The distribution of files I found conforms to the stereotype of lots of small files, and a few larger files. It looks exponential or maybe log-normal.

Dell R530 exponential file size distribution

That’s a histogram of the smallest 75% of file sizes on my Dell R530. It’s representative of the machines I examined in 2025. The largest file represented in the histogram is 9,999 bytes. The maximum sized file on that machine, which doen’t appear in the hitogram, is 1,869,047,133 bytes. Without trimming off the largest 25% of the files, the histogram would have a single tall bucket at about 0, and the remaninder of the buckets very short.

Software - 2025

This time around, I wrote a Go program. I knew I wanted to run it on a number of different architectures, and two OSes, so portability seemed important. Performance was not paramount, I was only going to run the program two or three times per machine.

Code repo

Portability

I made four executables, all using the same source code. All I had to do was specify an Instruction Set Architecture.
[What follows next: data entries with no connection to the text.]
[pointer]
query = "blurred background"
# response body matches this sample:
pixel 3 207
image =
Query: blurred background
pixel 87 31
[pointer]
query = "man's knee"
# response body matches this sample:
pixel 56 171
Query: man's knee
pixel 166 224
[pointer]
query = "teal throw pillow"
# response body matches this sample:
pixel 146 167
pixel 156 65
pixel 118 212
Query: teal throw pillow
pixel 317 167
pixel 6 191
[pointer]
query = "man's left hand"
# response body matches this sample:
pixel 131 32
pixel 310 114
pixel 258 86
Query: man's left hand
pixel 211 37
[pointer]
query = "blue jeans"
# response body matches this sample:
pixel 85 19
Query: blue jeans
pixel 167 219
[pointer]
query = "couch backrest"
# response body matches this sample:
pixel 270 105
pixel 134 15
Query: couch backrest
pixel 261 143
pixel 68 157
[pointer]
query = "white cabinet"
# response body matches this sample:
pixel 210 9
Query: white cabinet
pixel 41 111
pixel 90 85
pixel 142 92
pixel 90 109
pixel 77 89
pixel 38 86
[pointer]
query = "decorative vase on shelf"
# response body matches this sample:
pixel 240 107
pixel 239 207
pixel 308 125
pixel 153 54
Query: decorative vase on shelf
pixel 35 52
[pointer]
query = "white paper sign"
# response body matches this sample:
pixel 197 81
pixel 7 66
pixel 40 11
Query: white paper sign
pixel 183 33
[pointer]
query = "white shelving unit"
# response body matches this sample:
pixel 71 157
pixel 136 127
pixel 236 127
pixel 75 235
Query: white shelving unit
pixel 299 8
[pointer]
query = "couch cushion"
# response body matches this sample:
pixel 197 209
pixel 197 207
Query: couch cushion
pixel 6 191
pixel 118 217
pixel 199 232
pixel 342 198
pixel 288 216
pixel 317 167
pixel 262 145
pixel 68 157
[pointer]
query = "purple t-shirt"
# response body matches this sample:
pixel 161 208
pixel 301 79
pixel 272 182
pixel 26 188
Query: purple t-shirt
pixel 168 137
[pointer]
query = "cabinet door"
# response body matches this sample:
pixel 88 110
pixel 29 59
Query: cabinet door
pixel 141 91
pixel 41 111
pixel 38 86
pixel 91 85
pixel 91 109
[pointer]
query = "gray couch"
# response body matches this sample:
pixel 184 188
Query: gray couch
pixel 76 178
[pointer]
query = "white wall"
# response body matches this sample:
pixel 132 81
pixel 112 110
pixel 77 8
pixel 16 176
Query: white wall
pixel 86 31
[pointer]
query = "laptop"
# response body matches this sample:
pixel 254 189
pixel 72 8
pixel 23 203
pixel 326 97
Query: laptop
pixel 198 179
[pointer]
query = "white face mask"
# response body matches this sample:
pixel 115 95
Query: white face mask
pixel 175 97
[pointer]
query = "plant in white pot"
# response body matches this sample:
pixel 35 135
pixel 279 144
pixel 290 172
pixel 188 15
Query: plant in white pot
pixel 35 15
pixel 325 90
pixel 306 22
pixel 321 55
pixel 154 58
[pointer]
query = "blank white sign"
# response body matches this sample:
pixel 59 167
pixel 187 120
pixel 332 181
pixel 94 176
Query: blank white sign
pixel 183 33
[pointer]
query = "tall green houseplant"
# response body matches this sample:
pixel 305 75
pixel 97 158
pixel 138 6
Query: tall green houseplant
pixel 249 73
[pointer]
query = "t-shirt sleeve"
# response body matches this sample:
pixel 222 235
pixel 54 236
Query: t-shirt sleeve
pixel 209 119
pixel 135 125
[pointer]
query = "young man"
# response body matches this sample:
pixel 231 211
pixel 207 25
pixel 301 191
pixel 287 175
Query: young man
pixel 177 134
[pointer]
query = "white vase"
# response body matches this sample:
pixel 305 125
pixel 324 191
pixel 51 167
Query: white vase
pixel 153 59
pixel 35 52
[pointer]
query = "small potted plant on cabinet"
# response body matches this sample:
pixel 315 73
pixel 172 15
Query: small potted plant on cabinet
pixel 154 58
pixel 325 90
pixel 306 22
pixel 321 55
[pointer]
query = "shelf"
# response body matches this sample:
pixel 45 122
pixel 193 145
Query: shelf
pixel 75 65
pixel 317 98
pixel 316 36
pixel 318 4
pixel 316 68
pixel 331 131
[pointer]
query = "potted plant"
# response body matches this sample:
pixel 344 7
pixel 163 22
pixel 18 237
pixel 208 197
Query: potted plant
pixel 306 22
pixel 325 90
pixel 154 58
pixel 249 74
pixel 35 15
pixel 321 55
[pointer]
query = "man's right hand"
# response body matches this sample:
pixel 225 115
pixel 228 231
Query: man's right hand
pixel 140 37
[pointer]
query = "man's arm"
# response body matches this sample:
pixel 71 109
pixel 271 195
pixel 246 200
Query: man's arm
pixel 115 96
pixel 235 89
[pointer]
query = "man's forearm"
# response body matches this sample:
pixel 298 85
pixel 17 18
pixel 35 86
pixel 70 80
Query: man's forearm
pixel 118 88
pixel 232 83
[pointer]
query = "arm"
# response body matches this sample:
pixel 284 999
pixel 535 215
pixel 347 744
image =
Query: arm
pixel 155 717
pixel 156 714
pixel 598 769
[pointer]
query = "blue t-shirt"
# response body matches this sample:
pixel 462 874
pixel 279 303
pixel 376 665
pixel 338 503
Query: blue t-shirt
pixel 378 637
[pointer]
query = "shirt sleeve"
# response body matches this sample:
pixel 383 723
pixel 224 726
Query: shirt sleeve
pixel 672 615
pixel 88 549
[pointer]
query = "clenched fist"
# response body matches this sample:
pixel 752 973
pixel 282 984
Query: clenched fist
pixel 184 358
  • go build benford.go for machines E, F, G, L
  • GOOS=linux GOARCH=arm64 go build -o benford_aarch64 benford.go for machine J
  • GOOS=linux GOARCH=arm go build -o benford_arm benford.go for machine K
  • GOOS=darwin GOARCH=arm64 go build -o benford_macos benford.go for machine H

Performance

Machine File Count Time to find sizes files/sec Storage type
E 185585 5.0 sec 37117 SATA HDD
F 500254 50.3 sec 9945 SAS HDD
G 1017103 44.2 sec 23011 SATA SSD
H 24091734 1734 sec 13894 Apple SSD
J 2508 0.6 sec 4108 256NAND FLASH
K 2574 0.5 sec 5148 eMMC FLASH
L 102133 1.0 sec 102133 NVMe

Alas, I didn’t keep performance data in 2013. It’s pretty clear that SSDs are faster than hard disks, and NVMe devices are faster than SSDs. That has to be a consequence of NVMe devices being directly attached to PCI buses.